- Born: Michigan
- Education: College
- Occupations: President and CEO of LiNK
- Known for: Human Rights in North Korea Advocate

= Hannah Song =

American activist

Hannah Song is the president and CEO of US nonprofit Liberty in North Korea (LiNK), which raises awareness of the human-rights situation in North Korea and provides resettlement support to North Korean refugees.

==Early life and education==

Song grew up in New Jersey. She is one of three children born to Korean immigrants and the granddaughter of a woman who emigrated to the U.S. before the Korean War from what is now North Korea.

==Career==

Before joining LiNK, Song worked in advertising at OgilvyOne and Mindshare, with a focus on digital media and emerging technologies.

Song, who had previously been unaware about the situation in North Korea, says that she was changed by her reading of Aquariums of Pyongyang, the true account of a boy who spent 10 years in a North Korean prison camp in North Korea. In 2006, she started working full-time at LiNK's headquarters in Washington, D.C. She worked as Deputy Director until 2008, when Hong chose her to become the organization's new CEO and Executive Director. The next year, headquarters was moved to California.

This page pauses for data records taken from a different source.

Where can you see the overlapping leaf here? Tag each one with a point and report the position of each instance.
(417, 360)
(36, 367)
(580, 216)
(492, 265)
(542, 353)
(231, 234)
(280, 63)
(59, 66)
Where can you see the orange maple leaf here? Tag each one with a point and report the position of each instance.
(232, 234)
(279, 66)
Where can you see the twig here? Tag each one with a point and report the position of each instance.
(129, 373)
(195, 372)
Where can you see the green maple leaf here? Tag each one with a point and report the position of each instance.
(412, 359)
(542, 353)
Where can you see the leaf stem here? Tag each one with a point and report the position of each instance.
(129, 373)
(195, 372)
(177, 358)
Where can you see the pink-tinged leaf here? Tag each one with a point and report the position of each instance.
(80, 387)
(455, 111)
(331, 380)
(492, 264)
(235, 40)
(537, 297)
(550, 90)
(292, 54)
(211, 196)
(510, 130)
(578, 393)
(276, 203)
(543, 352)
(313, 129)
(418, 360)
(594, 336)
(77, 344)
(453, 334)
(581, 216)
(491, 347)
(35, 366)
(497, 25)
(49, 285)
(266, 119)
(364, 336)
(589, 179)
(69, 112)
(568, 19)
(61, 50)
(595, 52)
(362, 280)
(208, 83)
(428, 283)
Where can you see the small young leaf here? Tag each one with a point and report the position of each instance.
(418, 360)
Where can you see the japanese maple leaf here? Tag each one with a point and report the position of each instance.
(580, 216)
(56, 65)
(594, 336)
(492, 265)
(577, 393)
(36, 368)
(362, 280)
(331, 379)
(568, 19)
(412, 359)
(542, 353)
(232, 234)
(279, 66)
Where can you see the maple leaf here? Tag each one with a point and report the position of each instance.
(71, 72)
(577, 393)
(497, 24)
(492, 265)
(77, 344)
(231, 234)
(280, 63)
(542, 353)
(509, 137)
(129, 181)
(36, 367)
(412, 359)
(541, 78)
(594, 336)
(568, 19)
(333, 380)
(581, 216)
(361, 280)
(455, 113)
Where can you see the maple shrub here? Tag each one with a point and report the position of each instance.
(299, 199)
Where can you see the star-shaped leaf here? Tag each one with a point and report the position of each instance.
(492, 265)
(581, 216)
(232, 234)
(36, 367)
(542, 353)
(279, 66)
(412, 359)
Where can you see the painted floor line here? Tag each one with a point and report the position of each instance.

LiNK's headquarters are currently located in Long Beach, California.

LiNK's revenue more than doubled between 2008 and 2009.

==Other professional activities==

In a TEDx talk entitled "Changes in North Korea", given in Tripoli, Libya, in 2012, Song said that while "many people have written North Korea off, saying that it is hopeless," the fact is that "North Korea is changing," and that that change "is being driven by the people." The change is not at "the level of high politics" but is "on the ground." Although the country is "still incredibly closed off and incredibly impoverished," the changes that have occurred in the last ten years have also been "incredible," and if they continue, a dramatic transformation is "inevitable."

She spoke at an event, "North Korea's Political Prison Camp System and the Plight of North Korean Refugees," held at the Museum of Tolerance in Los Angeles in October 2012, sponsored by the Committee for Human Rights in North Korea (HRNK), The Simon Wiesenthal Center, and LiNK.